Adoraria conhecer uma única ideia “millennial” que não seja um filtro de Instagram ou um aplicativo para celular. Uma única ideia que transcenda e se origine em seu nome. Porque quando observamos a relação de muitos com o mundo ao redor, parecem mais “software” de última geração do que seres humanos que vieram ao mundo através de suas mães.

Aqueles “millennials” que vivem imersos na realidade virtual não possuem um programa, nenhum projeto e apenas possuem um objetivo: viver com o simples fato de existir. Aparentemente, a única coisa que importa é o número de “curtidas”, comentários e seguidores em suas redes sociais, apenas porque estão aí e porque querem viver do fato de ter nascido.

O problema é que, se grande parte desta geração que está se destacando não tem responsabilidades ou obrigações nem um projeto definido, talvez isso explique a chegada de líderes como Donald Trump ou a enorme abstenção eleitoral no México. Esperemos que a alta participação de menores de 35 anos nas recentes eleições britânicas signifique uma mudança de tendência nessa profunda indiferença social.

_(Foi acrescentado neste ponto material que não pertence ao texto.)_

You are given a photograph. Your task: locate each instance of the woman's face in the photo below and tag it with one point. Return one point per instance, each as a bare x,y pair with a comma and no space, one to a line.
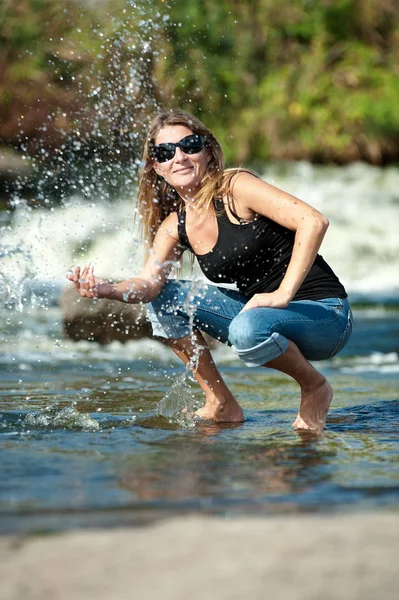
184,172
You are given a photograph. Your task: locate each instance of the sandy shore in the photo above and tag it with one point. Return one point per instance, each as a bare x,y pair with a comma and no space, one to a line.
190,558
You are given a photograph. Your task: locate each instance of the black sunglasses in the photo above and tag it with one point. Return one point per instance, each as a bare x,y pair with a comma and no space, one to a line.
191,144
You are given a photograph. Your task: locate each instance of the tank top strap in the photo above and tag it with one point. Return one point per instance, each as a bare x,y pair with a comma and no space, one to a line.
181,228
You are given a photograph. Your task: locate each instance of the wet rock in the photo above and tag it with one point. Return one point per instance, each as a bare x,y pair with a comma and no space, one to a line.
102,320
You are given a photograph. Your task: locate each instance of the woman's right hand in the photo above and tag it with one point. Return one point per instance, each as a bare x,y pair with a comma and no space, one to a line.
84,281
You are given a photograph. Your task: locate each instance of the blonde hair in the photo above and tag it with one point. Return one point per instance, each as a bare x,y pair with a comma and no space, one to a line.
156,198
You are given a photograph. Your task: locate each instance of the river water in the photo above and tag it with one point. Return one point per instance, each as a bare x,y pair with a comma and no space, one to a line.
82,441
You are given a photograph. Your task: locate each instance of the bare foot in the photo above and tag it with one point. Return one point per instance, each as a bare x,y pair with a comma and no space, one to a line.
221,410
314,407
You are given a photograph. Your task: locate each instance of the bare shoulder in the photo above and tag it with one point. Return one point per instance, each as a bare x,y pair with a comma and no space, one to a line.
169,226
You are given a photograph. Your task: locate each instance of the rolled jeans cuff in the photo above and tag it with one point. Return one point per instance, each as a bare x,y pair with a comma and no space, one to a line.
262,353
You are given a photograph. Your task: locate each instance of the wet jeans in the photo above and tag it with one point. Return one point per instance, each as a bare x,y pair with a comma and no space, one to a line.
320,328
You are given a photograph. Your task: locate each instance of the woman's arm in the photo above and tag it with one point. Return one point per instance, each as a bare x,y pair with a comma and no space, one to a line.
146,286
252,195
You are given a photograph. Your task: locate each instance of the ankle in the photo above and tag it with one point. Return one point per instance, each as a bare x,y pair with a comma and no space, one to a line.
313,385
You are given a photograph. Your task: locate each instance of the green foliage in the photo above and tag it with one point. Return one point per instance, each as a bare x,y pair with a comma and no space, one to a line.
295,79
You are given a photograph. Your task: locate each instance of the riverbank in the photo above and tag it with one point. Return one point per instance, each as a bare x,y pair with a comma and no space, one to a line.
287,558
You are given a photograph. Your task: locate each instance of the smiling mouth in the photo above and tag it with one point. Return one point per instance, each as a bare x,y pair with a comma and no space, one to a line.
184,169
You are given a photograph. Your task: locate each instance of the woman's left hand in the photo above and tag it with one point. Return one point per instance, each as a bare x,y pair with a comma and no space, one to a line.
277,299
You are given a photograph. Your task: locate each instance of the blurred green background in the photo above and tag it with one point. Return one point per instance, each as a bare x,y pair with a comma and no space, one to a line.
275,80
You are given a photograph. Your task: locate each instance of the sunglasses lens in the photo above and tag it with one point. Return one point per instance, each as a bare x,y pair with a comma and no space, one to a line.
191,144
164,152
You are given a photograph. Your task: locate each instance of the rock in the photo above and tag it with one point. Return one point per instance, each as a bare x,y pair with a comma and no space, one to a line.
102,321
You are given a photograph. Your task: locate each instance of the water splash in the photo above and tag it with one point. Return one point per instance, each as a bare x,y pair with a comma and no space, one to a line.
66,418
178,404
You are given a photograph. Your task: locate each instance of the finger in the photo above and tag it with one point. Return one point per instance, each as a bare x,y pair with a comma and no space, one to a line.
75,274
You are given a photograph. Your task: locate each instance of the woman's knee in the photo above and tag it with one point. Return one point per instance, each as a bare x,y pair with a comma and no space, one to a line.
247,330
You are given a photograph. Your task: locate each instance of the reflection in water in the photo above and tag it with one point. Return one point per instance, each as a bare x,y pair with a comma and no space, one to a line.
211,469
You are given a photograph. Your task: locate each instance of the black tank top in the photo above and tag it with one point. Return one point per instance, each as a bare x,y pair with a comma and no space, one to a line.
254,255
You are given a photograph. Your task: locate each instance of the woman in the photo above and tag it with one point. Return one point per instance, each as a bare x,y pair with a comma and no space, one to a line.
289,307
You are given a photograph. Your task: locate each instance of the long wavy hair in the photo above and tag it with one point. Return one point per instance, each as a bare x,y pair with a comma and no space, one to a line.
156,198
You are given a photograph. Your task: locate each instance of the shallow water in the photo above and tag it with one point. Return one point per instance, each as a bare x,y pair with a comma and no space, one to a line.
82,443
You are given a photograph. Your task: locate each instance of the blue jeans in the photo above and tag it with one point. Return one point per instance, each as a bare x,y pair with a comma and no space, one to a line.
320,328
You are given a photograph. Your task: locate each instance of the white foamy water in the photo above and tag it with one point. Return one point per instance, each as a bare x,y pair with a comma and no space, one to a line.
362,244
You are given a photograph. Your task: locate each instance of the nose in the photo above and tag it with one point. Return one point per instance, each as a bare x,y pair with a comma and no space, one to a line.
179,154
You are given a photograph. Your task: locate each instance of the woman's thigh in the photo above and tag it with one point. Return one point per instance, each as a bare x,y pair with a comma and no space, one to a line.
319,328
182,305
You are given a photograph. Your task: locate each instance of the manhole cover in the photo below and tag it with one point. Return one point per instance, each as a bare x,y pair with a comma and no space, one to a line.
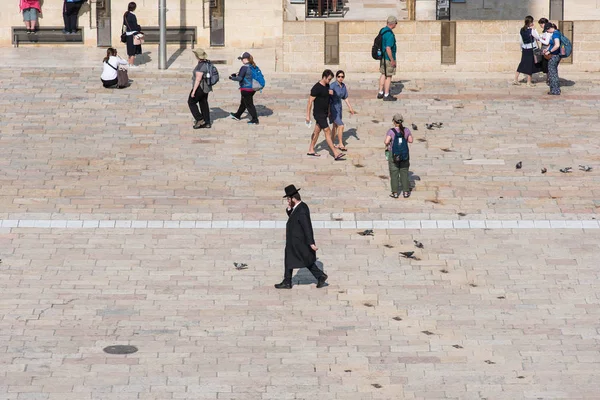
120,349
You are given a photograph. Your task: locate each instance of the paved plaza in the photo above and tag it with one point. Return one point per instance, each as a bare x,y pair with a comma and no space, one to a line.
120,224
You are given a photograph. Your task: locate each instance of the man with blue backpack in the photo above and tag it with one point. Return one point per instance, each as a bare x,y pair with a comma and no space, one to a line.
558,48
398,156
384,50
251,80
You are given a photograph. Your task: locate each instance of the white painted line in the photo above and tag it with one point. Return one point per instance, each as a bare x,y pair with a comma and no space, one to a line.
239,224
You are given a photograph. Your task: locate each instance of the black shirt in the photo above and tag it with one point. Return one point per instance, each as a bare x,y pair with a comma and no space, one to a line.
321,94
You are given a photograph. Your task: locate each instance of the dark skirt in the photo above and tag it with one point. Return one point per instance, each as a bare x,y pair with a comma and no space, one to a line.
527,65
108,84
132,49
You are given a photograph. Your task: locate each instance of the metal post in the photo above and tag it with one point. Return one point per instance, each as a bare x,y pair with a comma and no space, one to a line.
162,23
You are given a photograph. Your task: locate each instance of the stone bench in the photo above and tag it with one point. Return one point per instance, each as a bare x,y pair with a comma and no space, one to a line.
46,34
182,34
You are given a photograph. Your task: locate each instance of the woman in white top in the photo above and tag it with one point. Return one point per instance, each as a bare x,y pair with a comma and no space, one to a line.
111,65
527,66
545,38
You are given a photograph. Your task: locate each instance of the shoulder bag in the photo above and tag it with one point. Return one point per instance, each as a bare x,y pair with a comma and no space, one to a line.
122,76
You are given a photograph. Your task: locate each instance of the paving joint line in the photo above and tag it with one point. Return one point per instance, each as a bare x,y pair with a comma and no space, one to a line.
277,224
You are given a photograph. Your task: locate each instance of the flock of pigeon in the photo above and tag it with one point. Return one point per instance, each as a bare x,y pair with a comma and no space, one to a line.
405,254
565,170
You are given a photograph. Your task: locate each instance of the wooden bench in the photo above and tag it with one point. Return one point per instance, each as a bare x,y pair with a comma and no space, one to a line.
182,34
46,34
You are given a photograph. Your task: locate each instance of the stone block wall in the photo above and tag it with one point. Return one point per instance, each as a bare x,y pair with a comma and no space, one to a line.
481,46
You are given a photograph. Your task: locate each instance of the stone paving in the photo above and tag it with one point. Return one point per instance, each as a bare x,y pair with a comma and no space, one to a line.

Afinal as perguntas são muitas. Vale a pena construir um discurso para aqueles que não têm em seu DNA a função de escutar? Vale a pena dar mais um passo na antropologia e encontrar o elo perdido entre o “millennial” e os seres humanos? Vale a pena conhecer a mais recente contribuição tecnológica e viver querendo influenciar com ela em um mundo que foi historicamente governado por ideias, evolução e mudanças?

Se os “millennials” não querem nada e eles são o futuro, então o futuro está no meio do nada. Por isso os demais, os que não pertencem a essa geração, aqueles que não estão dispostos a ser responsáveis pelo fracasso que representa que uma parcela significativa desses jovens não queira nada no mundo real, devemos ter a coragem de pedir que, se querem pertencer à condição humana, devem começar a usar suas ideias e ferramentas tecnológicas, aprender a falar de frente e fechar o circuito do autismo. Mas também devem saber que o resto do mundo não tem a obrigação de mantê-los apenas porque viveram e foram parte da transição com a qual chegou este século do conhecimento.